God may have given control of the earth to man, but He didn”t give us the wisdom to know when enough is enough. Capitalism’s constant process of satisfying more consumers has its benefits. Being able to talk with friends and family within a matter of seconds is invaluable. But there’s always a cost to doing business. “Smart” technology has become so embedded in everything, it almost seems impossible to disconnect our lives from cyberspace.
In the war to conquer nature, we may be getting ahead of ourselves by relying so heavily on technology. In his essay “The Joker in the Pack,” the English poet W.H. Auden wrote that “in our culture, we have all accepted the notion that the right to know is absolute and unlimited.” Unlike material goods, we somehow don”t think the pursuit of knowledge is stifled by the same law of diminishing marginal returns. This is highly liberal thinking. But perhaps man is not meant to absorb so much in such a limited period of time. Perhaps, as Auden put it, “the only knowledge which can be true for us is the knowledge we can live up to …”

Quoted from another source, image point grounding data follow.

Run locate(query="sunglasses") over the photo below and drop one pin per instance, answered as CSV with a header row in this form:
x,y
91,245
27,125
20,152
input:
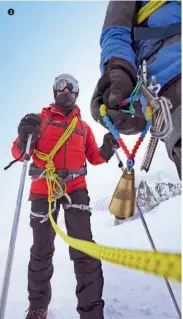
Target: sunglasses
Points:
x,y
62,84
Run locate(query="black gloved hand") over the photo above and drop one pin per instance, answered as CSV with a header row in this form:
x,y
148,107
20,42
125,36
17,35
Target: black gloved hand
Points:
x,y
116,84
30,123
108,147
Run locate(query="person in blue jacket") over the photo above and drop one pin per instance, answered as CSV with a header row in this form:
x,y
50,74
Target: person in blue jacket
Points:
x,y
125,44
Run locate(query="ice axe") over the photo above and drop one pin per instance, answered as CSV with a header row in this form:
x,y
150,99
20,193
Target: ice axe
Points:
x,y
9,262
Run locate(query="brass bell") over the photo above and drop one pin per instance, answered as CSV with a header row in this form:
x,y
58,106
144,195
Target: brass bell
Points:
x,y
122,204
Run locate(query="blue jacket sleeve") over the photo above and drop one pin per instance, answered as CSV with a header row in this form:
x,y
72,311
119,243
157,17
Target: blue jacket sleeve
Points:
x,y
115,39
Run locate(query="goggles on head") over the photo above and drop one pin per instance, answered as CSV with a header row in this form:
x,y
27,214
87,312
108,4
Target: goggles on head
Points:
x,y
66,82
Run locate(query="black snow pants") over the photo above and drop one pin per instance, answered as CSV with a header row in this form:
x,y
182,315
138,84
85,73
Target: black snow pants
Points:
x,y
88,270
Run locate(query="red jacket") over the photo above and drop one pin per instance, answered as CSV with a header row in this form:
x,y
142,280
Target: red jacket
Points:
x,y
80,146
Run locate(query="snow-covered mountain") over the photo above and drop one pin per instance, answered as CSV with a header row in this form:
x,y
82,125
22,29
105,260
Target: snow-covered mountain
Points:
x,y
151,191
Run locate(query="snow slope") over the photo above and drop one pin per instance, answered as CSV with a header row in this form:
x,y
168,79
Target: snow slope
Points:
x,y
128,293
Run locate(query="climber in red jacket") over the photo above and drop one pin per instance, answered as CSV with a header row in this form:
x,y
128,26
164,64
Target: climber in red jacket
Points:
x,y
70,162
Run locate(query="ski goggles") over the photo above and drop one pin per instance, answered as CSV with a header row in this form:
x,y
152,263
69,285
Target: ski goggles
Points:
x,y
66,82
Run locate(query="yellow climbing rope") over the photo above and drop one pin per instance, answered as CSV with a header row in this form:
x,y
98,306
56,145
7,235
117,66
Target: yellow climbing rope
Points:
x,y
158,263
162,264
149,9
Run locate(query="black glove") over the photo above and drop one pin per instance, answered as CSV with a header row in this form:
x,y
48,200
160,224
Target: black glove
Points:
x,y
30,123
116,84
108,147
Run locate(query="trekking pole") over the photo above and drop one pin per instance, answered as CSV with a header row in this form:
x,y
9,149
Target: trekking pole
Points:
x,y
11,249
154,248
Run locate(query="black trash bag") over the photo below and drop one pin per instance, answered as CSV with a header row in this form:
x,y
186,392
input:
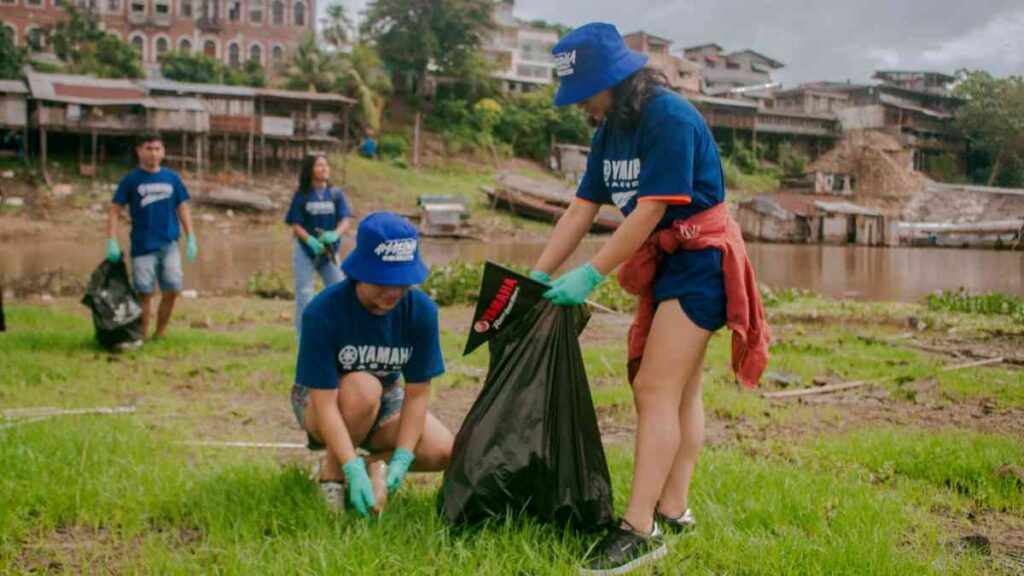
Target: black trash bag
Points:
x,y
530,442
117,314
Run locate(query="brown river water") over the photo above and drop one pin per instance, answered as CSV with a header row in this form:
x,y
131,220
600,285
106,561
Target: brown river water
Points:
x,y
844,272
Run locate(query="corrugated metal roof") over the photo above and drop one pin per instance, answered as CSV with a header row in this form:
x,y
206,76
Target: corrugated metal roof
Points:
x,y
13,87
174,103
724,101
304,96
84,89
196,88
846,208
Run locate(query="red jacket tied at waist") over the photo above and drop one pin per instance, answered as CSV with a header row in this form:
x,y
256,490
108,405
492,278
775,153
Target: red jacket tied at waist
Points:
x,y
744,314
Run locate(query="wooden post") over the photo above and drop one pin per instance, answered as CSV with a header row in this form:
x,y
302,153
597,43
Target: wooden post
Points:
x,y
416,142
305,131
345,109
42,151
262,137
95,140
249,165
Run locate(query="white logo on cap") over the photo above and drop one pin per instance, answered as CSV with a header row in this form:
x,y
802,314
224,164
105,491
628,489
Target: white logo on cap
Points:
x,y
564,63
399,250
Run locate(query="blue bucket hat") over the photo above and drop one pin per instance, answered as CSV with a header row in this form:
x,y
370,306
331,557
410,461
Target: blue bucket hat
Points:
x,y
387,252
591,58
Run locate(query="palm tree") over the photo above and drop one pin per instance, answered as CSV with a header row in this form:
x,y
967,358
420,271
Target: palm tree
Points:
x,y
367,80
338,26
311,69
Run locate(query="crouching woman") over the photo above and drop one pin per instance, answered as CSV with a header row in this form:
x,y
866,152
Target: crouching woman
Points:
x,y
359,339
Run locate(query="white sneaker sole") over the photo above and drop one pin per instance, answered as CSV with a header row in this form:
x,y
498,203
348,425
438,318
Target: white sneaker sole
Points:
x,y
654,556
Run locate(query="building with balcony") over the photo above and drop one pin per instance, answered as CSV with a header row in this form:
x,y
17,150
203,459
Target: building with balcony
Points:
x,y
522,51
231,31
723,72
684,76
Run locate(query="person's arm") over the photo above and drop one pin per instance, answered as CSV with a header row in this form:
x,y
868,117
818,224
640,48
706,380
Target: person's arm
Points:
x,y
571,228
331,424
113,215
300,233
184,215
631,235
343,225
414,415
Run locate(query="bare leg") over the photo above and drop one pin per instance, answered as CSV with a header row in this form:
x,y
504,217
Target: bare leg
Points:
x,y
672,357
432,452
164,313
146,309
358,400
674,498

That sounds blasphemous to the enlightened, postmodern, tech-savvy mind. If you listen to Silicon Valley CEOs, we”re moving inexorably to a point of hyperrationality. Yet, if you look around, all the technology with which we are blessed acts as a feedback loop that documents the most minute details of our day. Facebook is altering our conception of the news. Smartphones constantly track our movements. Our emotions and our everyday lives are being molded to someone else’s gain. How long this process can continue before fundamentally altering the human condition is anyone’s guess. My fear is that once we go full-on digital, there will be no going back. “Destroying geography“ sounds intriguing, but if intimacy and meaning are tied to specific places, technology may abolish them whole. The ability to become lost will disappear. And our sense of mystery and wonder will be the biggest casualty of all.